Optimization - DNA - Mathematical Sciences
DNA faculty working on optimization
Ronny Bergmann is working on optimization on Riemannian manifolds. Many applications with nonlinear data can be phrased as optimization problems defined on a Riemannian manifold. The corresponding methods take the geometry into account to hence solve an unconstrained problem on the manifold. A main topic is to develop fast and efficient algorithms, especially for high-dimensional manifolds and nonsmooth cost functions. The developed algorithms and considered manifolds are implemented in Manifolds.jl and Manopt.jl.
Markus Grasmair is working on inverse problems and image processing. In particular, he is interested in the analysis of sparsity-enhancing regularisation methods related to total variation regularisation and non-convex variants. Such problems typically lead to non-smooth optimisation problems or variational inclusions on Hilbert or Banach spaces, which can be tackled with ideas from (generalised, abstract) convex analysis. In addition, he works on applications of shape spaces in inverse problems and imaging.
Dietmar Hömberg works on optimal control problems with an emphasis on application to real world problems. He studies multi-field problems coupling electromagnetics, heat transfer, and possibly adding further equations to describe microstructural changes caused by temperature evolution. Applications range from the heat treatment and welding of steel to additive manufacturing and medical applications in cancer therapy. Another area of research is topology optimization based on phasefield regularization. Recent results in this field are related to the creation of graded materials or multiscale structures.

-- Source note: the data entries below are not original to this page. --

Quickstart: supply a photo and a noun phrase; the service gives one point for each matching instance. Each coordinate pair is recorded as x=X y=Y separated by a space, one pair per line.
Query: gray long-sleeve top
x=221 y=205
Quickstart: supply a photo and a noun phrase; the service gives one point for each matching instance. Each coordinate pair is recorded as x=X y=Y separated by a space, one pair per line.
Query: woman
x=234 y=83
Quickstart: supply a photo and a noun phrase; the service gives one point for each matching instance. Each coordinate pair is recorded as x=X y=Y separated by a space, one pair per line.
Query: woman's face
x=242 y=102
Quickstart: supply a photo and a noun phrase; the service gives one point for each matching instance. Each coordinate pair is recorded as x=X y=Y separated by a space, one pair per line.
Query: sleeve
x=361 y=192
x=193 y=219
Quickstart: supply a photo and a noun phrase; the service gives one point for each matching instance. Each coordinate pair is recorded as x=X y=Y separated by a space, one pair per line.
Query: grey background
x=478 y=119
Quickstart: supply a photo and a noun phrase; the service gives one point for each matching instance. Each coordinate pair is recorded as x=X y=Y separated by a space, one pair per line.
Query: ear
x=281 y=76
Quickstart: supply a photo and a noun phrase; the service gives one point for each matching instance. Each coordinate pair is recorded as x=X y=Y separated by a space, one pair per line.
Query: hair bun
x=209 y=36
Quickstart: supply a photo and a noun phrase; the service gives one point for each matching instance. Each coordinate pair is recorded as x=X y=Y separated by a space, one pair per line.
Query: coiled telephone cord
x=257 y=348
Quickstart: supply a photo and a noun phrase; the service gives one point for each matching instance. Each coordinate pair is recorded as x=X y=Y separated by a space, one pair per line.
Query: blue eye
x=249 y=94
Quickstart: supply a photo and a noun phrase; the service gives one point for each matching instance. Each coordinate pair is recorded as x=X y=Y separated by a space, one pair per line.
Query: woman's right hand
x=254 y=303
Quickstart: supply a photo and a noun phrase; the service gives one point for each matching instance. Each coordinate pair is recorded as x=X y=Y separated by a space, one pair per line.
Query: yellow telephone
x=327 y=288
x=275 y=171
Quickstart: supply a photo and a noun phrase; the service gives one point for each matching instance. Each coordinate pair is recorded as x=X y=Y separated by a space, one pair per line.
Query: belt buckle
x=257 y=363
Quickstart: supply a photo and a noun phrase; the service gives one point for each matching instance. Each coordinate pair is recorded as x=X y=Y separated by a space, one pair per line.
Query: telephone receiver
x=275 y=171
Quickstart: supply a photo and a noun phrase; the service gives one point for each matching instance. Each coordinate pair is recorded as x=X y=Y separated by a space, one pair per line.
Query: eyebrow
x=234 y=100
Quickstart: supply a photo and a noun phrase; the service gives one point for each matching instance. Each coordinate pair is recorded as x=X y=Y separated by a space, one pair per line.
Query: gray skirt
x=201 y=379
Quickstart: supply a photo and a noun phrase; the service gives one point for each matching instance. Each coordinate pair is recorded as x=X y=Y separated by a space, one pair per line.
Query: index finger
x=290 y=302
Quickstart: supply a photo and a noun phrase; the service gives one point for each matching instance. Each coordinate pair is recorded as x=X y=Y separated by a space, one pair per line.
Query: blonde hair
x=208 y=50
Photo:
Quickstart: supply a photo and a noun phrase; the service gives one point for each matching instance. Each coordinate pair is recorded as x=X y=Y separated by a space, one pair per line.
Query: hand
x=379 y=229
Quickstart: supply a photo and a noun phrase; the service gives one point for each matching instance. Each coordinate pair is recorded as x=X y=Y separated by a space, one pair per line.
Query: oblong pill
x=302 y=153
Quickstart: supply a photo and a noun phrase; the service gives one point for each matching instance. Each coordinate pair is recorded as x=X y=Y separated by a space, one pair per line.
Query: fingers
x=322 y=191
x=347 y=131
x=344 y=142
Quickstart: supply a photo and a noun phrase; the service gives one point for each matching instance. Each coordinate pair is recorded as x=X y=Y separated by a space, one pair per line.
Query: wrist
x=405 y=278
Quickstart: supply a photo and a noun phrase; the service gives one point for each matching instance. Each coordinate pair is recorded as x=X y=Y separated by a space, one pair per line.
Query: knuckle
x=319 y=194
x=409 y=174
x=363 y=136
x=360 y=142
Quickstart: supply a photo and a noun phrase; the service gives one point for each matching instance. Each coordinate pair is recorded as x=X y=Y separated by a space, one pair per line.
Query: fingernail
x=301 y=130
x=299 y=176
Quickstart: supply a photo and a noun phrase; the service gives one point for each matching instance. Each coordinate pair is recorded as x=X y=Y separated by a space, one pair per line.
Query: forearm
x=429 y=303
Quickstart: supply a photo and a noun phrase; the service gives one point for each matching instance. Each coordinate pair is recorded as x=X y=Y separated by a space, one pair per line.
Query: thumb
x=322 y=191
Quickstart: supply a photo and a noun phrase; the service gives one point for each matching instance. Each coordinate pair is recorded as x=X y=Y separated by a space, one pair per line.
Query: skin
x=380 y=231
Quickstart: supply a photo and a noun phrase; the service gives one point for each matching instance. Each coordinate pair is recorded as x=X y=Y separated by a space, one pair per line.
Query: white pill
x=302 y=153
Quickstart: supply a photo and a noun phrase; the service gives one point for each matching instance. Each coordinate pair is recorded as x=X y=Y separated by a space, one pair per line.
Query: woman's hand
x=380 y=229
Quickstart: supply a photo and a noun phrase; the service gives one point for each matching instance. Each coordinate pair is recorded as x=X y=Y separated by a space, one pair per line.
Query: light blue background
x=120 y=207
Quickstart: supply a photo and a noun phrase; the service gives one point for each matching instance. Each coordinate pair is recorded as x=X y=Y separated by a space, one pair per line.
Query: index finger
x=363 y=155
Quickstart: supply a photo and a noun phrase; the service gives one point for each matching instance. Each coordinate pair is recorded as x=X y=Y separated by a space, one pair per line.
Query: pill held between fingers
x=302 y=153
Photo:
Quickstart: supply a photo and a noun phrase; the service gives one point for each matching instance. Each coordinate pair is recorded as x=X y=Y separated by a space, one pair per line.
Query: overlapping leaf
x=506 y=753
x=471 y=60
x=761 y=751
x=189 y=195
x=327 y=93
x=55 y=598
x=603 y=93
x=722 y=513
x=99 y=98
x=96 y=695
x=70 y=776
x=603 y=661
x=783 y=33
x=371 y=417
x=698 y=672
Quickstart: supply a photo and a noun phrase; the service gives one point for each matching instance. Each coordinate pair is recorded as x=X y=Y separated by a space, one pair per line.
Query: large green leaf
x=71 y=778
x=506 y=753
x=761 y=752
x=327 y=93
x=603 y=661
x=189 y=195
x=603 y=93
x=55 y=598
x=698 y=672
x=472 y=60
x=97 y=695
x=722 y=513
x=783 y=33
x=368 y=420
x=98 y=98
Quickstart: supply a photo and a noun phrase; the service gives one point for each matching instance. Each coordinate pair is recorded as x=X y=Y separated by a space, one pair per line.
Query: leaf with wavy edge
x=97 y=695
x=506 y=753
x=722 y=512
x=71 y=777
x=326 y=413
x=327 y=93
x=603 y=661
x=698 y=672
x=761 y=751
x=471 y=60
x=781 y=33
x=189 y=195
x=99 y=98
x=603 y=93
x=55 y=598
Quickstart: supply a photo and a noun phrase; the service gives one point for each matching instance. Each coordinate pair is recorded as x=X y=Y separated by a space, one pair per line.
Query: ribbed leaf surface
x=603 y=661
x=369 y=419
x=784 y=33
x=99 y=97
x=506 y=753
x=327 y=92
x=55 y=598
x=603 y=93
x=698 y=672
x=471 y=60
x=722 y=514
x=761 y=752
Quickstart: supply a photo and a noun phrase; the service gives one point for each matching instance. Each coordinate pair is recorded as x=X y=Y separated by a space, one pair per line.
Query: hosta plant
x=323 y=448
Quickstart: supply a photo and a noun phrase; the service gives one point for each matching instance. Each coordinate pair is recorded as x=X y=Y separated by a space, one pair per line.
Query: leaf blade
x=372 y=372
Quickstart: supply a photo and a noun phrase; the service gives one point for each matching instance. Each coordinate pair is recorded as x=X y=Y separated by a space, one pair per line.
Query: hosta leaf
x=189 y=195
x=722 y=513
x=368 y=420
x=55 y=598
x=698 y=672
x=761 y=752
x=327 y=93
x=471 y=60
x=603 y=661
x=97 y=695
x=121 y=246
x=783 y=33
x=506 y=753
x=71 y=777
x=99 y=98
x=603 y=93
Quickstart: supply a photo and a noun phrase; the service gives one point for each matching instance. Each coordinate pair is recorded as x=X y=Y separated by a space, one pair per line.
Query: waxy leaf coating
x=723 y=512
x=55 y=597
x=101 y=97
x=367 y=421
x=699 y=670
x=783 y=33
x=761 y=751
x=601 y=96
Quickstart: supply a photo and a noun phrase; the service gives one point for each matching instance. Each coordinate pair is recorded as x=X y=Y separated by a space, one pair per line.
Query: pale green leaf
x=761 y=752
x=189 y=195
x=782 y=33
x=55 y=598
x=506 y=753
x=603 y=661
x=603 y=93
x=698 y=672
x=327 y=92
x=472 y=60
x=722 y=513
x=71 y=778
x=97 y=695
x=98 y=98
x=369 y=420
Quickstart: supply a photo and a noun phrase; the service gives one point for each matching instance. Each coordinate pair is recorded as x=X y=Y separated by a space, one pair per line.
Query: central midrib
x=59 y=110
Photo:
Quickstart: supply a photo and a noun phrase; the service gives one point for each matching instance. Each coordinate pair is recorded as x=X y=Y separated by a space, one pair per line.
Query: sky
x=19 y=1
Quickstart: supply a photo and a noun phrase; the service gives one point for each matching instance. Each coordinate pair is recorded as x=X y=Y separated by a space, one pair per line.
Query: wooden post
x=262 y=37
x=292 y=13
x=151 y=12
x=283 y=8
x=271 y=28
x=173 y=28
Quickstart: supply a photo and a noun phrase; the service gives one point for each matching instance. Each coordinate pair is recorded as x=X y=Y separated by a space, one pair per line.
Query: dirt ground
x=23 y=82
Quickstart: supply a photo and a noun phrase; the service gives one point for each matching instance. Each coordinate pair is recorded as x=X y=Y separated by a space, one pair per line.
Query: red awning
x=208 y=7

Elisabeth Köbis specializes in set optimization, a modern branch of mathematics dealing with objective and constraint mappings as set-valued maps in various spaces. In finite dimensions, it involves multiobjective optimization, where conflicting criteria are simultaneously minimized, common in real-world problems like financial portfolio selection. In infinite-dimensional spaces, it is known as vector optimization, focusing on functional spaces. Elisabeth also applies set optimization to programming under uncertainty and relations to vector variational inequalities.